Vamos supor uma pessoa que peça o batismo, declarando que não renunciará ao culto dos ídolos, a não ser talvez mais tarde, quando ela achar melhor. Em seguida, com esta disposição, ela solicita a concessão imediata do batismo e aspira se tornar o templo do Deus vivo, apesar de sua idolatria e sua resolução em perseverar nesse abominável sacrilégio.
Eu pergunto aos meus adversários se eles consentiriam em receber como catecúmeno uma pessoa assim.
Eles vão dizer — eu não tenho dúvida — que é impossível receber uma pessoa assim. Seu coração não pode inspirar outra coisa. Que eles expliquem então, de acordo com testemunhos das Escrituras capazes de lhes autorizar sua opinião, baseado em que eles ousam combater e recusar o pedido de uma pessoa que protesta contra eles dizendo:
“Eu conheço e adoro o Jesus Crucificado. Eu creio que Jesus Cristo é o Filho de Deus. Não me façam esperar mais. Não me peçam mais nada”.
“O Apóstolo só impôs uma condição àqueles que ele regeneraria pelo Evangelho: reconhecer Jesus crucificado. O eunuco, diante da simples resposta de que ele acreditava que Jesus era o Filho de Deus, recebeu sem mais delongas o batismo das mãos de Felipe. Por que então me interditar o culto aos ídolos, invés de me marcar com o sinal de Jesus Cristo, antes que eu deixe este mundo?
“Quanto ao paganismo, eu o suguei com o leite e me mantive nele pela força do hábito. Eu o abandonarei quando puder, quando for minha hora e, mesmo que eu não o faça, eu poderei pelo menos terminar meus dias marcado com o sinal de Jesus Cristo e Deus não precisará pedir a vocês conta de minha alma”.
Que responder a este discurso? Consentirão em admitir esse pagão? Deus me livre de pensar que eles possam chegar a este extremo! O que eles poderiam responder? Sobretudo se o pagão pede para que não lhe peçam para renunciar à idolatria, da mesma forma como não se ensinou nada ao povo primitivo antes da passagem pelo Mar Vermelho, por que todas essas verdades estavam incluídas na Lei, que foi recebida fora do Egito, após sua libertação.
Sem dúvida que eles vão responder a esse homem:
“Você se tornará o templo de Deus após ter recebido o batismo. Ora, o Apóstolo diz: Como conciliar o templo de Deus e os ídolos?” (2Cor 6,16)
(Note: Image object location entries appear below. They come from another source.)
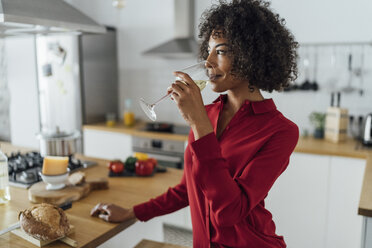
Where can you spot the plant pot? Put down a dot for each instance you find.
(319, 133)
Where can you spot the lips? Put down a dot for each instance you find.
(213, 77)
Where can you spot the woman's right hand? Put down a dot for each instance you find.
(112, 212)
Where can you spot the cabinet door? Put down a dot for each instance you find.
(298, 201)
(344, 227)
(107, 145)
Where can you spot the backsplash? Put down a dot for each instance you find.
(326, 64)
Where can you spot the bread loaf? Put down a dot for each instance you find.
(44, 222)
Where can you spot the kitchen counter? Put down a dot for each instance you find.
(125, 192)
(136, 130)
(350, 148)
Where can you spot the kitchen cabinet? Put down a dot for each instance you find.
(317, 199)
(298, 201)
(344, 225)
(107, 145)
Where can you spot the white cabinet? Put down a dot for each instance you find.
(298, 201)
(344, 225)
(107, 145)
(315, 202)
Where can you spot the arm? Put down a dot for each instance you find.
(232, 199)
(174, 199)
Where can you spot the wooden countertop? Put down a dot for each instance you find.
(350, 148)
(153, 244)
(125, 192)
(136, 130)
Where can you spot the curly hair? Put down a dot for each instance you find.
(263, 50)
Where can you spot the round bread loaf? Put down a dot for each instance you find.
(44, 222)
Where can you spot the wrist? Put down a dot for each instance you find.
(201, 130)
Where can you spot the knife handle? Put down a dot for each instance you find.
(65, 205)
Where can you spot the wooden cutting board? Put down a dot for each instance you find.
(19, 232)
(38, 193)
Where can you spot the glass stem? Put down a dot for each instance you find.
(161, 99)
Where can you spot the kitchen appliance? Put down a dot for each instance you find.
(169, 153)
(23, 169)
(58, 143)
(367, 135)
(22, 17)
(77, 84)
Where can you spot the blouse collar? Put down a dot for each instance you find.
(257, 107)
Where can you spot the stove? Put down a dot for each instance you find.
(24, 169)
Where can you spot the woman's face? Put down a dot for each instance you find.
(220, 58)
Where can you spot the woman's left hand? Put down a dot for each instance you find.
(187, 96)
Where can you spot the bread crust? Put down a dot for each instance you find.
(44, 222)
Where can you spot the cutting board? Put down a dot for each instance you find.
(38, 193)
(19, 232)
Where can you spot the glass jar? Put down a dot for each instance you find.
(4, 179)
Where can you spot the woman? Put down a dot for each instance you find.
(239, 144)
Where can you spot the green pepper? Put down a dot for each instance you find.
(130, 164)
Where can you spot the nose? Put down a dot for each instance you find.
(210, 67)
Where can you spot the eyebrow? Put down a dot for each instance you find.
(221, 44)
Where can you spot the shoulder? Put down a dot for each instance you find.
(286, 127)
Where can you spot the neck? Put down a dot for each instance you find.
(235, 99)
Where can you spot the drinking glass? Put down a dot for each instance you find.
(199, 72)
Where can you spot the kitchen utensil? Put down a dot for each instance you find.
(37, 193)
(73, 243)
(315, 85)
(367, 134)
(64, 206)
(349, 89)
(306, 85)
(336, 121)
(199, 72)
(58, 143)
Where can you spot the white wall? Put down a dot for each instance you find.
(143, 24)
(24, 109)
(311, 21)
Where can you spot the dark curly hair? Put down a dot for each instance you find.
(263, 50)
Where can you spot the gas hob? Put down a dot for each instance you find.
(23, 169)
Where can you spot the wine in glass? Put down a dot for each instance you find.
(199, 72)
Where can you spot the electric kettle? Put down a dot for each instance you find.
(367, 135)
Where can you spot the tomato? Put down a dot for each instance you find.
(111, 163)
(117, 167)
(153, 161)
(144, 168)
(130, 164)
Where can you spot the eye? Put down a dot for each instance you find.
(221, 52)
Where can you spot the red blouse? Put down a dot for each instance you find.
(226, 179)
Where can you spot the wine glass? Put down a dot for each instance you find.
(199, 72)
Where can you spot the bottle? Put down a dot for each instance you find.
(128, 116)
(4, 179)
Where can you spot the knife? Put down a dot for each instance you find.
(64, 206)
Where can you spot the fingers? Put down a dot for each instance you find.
(183, 76)
(104, 217)
(96, 210)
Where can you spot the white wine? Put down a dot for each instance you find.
(201, 84)
(4, 179)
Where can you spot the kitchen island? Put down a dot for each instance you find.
(350, 149)
(89, 231)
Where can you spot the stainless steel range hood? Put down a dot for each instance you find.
(183, 45)
(22, 17)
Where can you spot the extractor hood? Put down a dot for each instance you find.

Por que eles não pensam que se pode dizer também:
“Você se tornará membro de Jesus Cristo, após ter recebido o batismo. Ora, os membros de Jesus Cristo não podem ser os de uma prostituta”.
Este também é o argumento do Apóstolo e ele diz, em outro lugar:
“Acaso não sabeis que os injustos não hão de possuir o Reino de Deus?”
Não vos enganeis: nem os impuros, nem os idólatras, nem os adúlteros, nem os efeminados, nem os devassos, nem os ladrões, nem os avarentos, nem os bêbados, nem os difamadores, nem os assaltantes hão de possuir o Reino de Deus (1Cor 6,9-10).
Por que então recusar o batismo aos idólatras e acreditar que se pode admitir os fornicadores, quando o Apóstolo declara aos adúlteros e aos outros pecadores:
“Ao menos alguns de vós têm sido isso. Mas fostes lavados, mas fostes santificados, mas fostes justificados, em nome do Senhor Jesus Cristo e pelo Espírito de nosso Deus” (1Cor 6,11).
Por qual motivo, quando se pode rejeitar o adúltero e o idólatra, permitir ao primeiro se apresentar ao batismo sem que ele renuncie ao seu relacionamento criminoso e defender o segundo, já que se diz, tanto a um como ao outro:
“Vocês têm sido isso, mas foram purificados”?
O que preocupa nossos adversários é o pensamento de que se salvará infalivelmente, embora passando pelo fogo, se se acreditar em Jesus Cristo e se se foi marcado com seu sinal. Em outros termos, se se foi batizado, levou-se a indiferença a reformar os costumes que levam a viver no pecado. Mas eu logo vou examinar, com a ajuda de Deus, o que é preciso pensar sobre este ponto, de acordo com as Escrituras.